Grace Emery of the San Antonio Herb Society spoke to the Forest Oaks Garden Club in Leon Valley about savory in the fall.
The winter version is a perennial and it grows like a shrub. It is a semi-evergreen and can grow to 16 inches tall. When growing, it won’t take over your garden. You could use it to border your garden. It can come back each year.
Summer savory is an annul and must be replanted.
Winter savory has white and violent flowers.
It’s a good companion plant in the garden, especially for beans and roses. It keeps bean weevils away and reduces mildew and aphids on roses.
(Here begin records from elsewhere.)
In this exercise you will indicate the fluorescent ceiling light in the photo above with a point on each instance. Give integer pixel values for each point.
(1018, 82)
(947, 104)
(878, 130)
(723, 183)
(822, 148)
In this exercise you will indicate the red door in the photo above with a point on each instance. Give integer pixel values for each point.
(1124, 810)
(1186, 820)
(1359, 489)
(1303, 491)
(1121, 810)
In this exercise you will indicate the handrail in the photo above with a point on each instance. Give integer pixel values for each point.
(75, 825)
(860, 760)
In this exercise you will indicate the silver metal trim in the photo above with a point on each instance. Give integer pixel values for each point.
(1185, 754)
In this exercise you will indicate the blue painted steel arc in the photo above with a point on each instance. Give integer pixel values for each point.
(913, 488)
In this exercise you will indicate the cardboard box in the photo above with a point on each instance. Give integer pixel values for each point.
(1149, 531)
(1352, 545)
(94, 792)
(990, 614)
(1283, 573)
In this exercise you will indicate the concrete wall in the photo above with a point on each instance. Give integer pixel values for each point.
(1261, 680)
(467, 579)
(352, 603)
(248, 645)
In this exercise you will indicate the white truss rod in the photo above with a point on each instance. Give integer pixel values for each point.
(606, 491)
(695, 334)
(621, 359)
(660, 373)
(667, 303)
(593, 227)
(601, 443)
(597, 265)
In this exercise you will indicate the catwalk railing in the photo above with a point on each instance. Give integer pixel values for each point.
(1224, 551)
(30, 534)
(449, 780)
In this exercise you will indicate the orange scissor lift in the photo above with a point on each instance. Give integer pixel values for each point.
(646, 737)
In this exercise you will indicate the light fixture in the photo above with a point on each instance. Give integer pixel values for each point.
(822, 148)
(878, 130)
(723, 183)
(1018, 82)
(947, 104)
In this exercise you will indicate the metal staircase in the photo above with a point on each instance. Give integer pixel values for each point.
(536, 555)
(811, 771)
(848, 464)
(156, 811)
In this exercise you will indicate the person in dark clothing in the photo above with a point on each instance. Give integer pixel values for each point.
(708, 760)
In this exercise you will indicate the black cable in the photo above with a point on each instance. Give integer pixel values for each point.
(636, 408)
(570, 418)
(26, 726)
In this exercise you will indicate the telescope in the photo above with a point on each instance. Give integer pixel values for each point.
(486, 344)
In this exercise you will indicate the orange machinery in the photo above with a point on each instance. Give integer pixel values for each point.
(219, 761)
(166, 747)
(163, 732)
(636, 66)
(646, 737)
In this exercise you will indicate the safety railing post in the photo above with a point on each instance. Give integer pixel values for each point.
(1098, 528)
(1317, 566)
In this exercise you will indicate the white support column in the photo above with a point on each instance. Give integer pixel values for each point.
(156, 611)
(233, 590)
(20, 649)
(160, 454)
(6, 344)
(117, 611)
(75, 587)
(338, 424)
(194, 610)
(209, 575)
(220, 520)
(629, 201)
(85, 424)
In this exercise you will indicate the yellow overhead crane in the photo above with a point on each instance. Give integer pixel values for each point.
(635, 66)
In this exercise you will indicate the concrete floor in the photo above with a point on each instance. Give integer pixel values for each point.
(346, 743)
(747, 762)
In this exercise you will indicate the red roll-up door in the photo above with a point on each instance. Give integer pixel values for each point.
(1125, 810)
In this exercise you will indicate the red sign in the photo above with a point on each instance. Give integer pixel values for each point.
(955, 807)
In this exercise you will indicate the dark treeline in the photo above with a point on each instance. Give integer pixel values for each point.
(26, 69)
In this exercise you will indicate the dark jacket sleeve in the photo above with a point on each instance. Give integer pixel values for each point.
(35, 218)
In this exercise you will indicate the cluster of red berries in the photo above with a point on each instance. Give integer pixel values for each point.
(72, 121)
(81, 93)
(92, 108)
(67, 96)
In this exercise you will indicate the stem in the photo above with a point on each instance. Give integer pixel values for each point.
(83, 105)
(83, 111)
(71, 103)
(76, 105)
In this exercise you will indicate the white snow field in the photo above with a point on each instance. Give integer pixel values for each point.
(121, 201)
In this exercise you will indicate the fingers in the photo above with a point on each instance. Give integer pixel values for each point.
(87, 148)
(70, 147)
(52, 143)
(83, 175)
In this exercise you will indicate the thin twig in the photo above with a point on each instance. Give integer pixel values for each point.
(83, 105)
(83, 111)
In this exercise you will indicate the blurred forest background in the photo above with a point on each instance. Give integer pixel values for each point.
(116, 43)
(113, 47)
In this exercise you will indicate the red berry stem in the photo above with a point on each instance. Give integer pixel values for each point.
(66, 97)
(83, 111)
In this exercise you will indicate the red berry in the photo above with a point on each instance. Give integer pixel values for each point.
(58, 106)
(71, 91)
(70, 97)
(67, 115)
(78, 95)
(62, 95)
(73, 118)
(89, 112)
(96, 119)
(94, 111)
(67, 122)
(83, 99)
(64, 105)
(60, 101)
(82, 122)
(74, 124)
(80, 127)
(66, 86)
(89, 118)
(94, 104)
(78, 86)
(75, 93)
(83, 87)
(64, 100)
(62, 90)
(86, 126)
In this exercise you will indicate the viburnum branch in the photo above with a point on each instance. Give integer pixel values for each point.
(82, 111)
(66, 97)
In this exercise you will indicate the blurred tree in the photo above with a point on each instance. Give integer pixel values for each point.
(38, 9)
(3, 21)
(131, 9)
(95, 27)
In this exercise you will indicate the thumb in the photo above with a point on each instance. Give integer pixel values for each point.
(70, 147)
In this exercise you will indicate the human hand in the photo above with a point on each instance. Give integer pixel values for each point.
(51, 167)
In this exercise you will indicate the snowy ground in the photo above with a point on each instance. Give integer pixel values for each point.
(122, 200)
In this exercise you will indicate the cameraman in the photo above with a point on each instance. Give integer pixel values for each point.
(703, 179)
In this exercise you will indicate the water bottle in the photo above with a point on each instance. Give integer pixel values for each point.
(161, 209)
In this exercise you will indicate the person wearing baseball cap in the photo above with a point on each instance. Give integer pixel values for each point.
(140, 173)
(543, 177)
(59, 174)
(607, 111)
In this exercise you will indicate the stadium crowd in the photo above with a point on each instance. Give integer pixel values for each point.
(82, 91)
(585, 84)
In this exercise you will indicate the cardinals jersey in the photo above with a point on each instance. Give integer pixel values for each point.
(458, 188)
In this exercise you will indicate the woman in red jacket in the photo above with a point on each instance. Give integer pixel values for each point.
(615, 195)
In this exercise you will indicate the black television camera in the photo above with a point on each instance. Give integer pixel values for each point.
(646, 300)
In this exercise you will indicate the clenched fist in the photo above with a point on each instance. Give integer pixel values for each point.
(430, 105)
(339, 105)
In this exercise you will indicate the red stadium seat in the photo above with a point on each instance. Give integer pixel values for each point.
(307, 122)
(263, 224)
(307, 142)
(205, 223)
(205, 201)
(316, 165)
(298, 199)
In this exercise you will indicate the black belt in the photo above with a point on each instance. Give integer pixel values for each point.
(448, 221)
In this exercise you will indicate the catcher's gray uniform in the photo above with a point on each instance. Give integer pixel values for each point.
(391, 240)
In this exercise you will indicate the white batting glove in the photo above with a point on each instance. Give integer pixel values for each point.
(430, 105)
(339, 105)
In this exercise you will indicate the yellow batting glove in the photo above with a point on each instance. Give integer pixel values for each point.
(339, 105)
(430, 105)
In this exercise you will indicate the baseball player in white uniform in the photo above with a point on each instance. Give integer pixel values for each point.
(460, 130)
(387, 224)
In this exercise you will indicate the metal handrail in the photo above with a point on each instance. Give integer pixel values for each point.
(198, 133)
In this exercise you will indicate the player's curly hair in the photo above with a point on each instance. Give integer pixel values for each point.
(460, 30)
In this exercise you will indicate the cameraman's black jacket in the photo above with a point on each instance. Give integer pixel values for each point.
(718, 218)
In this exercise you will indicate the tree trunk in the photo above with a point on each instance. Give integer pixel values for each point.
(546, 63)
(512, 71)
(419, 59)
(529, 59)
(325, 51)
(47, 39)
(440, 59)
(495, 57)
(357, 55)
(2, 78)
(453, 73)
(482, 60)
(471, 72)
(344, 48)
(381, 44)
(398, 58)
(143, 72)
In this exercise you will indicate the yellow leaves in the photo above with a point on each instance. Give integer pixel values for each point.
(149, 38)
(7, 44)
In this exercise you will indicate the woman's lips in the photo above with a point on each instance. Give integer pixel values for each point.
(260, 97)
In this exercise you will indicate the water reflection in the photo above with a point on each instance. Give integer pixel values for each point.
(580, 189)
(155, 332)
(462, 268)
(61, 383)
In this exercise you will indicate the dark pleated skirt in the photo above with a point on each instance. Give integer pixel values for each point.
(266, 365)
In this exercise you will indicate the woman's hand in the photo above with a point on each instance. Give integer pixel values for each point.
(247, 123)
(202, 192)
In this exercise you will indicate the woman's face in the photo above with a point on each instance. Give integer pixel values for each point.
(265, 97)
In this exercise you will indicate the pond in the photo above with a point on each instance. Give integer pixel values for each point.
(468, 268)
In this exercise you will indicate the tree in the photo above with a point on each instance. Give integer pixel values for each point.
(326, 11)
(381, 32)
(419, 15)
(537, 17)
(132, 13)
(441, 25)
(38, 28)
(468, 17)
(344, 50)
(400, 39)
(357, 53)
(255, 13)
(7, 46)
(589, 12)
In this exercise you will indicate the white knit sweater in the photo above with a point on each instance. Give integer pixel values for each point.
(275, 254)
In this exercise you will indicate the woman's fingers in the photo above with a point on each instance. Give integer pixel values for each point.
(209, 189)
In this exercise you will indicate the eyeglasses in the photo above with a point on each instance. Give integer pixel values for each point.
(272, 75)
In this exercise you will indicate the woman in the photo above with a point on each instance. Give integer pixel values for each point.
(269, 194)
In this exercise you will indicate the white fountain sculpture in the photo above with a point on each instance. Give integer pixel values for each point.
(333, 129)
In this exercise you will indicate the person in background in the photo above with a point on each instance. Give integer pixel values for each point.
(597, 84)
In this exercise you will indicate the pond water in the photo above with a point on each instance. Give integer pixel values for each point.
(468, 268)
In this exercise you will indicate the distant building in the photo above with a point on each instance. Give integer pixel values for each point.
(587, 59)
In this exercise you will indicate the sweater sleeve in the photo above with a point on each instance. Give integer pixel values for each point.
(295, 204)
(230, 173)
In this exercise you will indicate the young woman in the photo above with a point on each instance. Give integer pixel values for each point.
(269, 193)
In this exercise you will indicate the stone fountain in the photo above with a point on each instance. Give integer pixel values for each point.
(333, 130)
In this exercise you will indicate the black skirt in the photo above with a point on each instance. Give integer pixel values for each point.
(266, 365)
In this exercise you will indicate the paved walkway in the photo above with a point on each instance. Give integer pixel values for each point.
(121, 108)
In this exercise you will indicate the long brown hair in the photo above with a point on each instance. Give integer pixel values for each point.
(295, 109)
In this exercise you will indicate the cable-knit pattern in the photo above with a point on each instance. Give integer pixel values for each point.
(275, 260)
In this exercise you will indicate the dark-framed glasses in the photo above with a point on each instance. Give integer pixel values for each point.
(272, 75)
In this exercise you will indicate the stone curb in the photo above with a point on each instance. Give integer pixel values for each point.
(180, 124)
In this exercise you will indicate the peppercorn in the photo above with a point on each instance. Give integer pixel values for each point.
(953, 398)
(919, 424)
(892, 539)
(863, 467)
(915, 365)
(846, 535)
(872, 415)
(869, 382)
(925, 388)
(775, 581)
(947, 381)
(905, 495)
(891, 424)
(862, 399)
Savory grows well in poor soil – such as sandy or even limestone soils common to the Hill Country.
Sow savory seeds one-quarter of an inch deep and lightly cover. It will germinate with little or no ground cover. About four to six weeks after the seedlings germinate, thin to about 12 to 18 inches apart. It will grow in bright sun and needs six hours a day.
Once established, it really doesn’t need watering.
Savory will survive an easy winter. It can take temperatures down to 10C (-10F).
After harvesting, store savory in a plastic bag in a refrigerator or you can dry it and keep it in an air tight container. They will retain their flavor for 4-6 months. You can crush the leaves, such as with a mortar and pestle to bring the flavor back.
Normally, when seasoning with savory, don’t use too much. It is more spicy than you think. Usually a pinch is enough. You can use savory instead of salt and pepper.
It’s a good spice for mushrooms and potato salad.
Savory will lose its flavor in prolonged cooking. So if you cook your dish for a long time, wait to put it in until the near the end of the cooking process.
You can cut back on the amount of salt and pepper you use by substituting savory.
The dried leaves of savory can be put in potpourri and tea.
Winter savory can also be used to season sausage, lamb, pork, and long-cooking meat dishes and used for oil-rich foods such as eel and mackerel. Savory is good with cabbage and root vegetables such as onion because it reduces their strong cooking smells.